I’m ambivalent about My Name Is E. On the one hand, Frederick Lightfoot creates a vivid portrait of the village community and its precarious social terrain; on the other, I find his prose style a little too dry at times. The mysteries of Abby’s fate and what the twenty-five-year old Judith with do are strong narrative hooks, though the resolution of that latter thread is less effective. I find myself remaining on the fence as far as this book goes.

David Mitchell, Cloud Atlas (2004)

Cloud Atlas is a novel that feels like a turning point. I can imagine people reading it at the time of its publication, seeing its structure – six novellas, moving forward in time from the mid-1800s to a post-collapse future, each one (bar the sixth) split in half by the next as we approach it – and thinking: where can David Mitchell go from here? What structural theatrics could follow that? From the vantage point of eight years and two more novels, we know that Mitchell turned to ostensibly more conventional narratives; so his third novel still feels like a significant moment in his career even now.

In his World Book Night programme last year, John Mullan held up Cloud Atlasas an example of an unconventional novel which has nevertheless been immensely popular. It’s not hard to see why so many people have been taken with Mitchell’s book: it’s highly entertaining. Mitchell’s control of voice and tone in all the stories – be they pulp thriller, science fiction, or period journal – is superb. The author is also adept at bringing characters to life in relatively few words; such as Robert Frobisher, the composer who flees to Holland in 1931, and whose letters to a friend form the second novella:

When insolvent, pack minimally, with a valise tough enough to be thrown on to a London pavement from a 1st or 2nd-floor window. Insist on hotel rooms no higher. (pp. 43-4)

Just about the only segment of Cloud Atlas which doesn’t quite work for me is the present-day tale of Timothy Cavendish, an elderly publisher who gets inadvertently ‘checked into’ an old people’s home when he’s expecting a hotel. Whilst I’ll concede that Mitchell’s parody of contemporary literary fiction is on the button, this was the only narrative which annoyed rather than engaged me – because it’s the only one of the six to exaggerate the form it embodies.

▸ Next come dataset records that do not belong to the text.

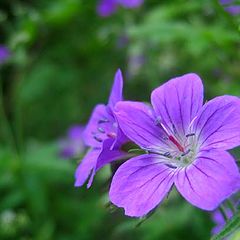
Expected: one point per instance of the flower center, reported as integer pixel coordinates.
(180, 150)
(105, 129)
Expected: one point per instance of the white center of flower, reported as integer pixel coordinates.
(179, 151)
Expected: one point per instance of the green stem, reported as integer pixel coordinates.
(230, 205)
(5, 123)
(222, 211)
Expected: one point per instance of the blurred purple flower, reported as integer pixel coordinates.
(4, 54)
(135, 63)
(225, 1)
(106, 8)
(186, 145)
(233, 10)
(103, 135)
(230, 6)
(73, 145)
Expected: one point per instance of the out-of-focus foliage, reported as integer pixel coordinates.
(63, 59)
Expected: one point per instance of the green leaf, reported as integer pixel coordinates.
(231, 226)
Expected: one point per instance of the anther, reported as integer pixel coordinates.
(103, 120)
(157, 121)
(101, 130)
(190, 135)
(170, 165)
(111, 135)
(97, 138)
(174, 128)
(186, 153)
(167, 154)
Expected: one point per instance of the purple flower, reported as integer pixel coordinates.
(4, 54)
(106, 8)
(223, 2)
(230, 7)
(234, 10)
(73, 145)
(185, 143)
(103, 136)
(219, 220)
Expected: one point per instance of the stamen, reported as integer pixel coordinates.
(190, 135)
(174, 129)
(170, 165)
(103, 120)
(167, 154)
(186, 153)
(176, 143)
(97, 138)
(111, 135)
(101, 130)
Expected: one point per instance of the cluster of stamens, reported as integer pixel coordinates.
(105, 129)
(179, 150)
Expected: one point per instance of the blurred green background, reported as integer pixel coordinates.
(63, 59)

The title of Cloud Atlas recurs in the novel several times, most literally as the name of a piece worked on by Robert Frobisher; but also in Timothy Cavendish’s wish, as he thinks back on happier times in his life and longs to find that place again, for ‘a never-changing map of the ever-constant ineffable’ (p. 389). From that point of view, Mitchell’s book is an aerial view of human history. It speaks to the existence of repeating patterns, reflected in the twist in each plot, and the ways in which groups and individuals prey on each other throughout the narratives.

But the structure of Cloud Atlas also speaks to the distinctiveness of times and experiences: the world of each novella is imagined so solidly that it emphasises the distance between them all, heightening the feeling of disconnection when the narrative we’ve just read is mentioned as a text in the following one. When a group of 19th-century characters discuss a future in which all peoples will know their place on the ‘ladder of civilization’ (p. 507), they have no notion of how different from that the reality will be – but we’ve seen it in the sixth novella, which returns to the same Pacific setting as the first, several centuries hence. The islanders of that latter time worship a goddess named Somni, whom we know as the artificial-human protagonist of the previous tale. Each story shapes its own world, even as we see the links between them.

One life may be a drop in the ocean, muses 19th-century notary Adam Ewing at novel’s end, ‘[y]et what is an ocean but a multitude of drops?’ (p. 529). The drops of story in Cloud Atlas coalesce into a majestic whole.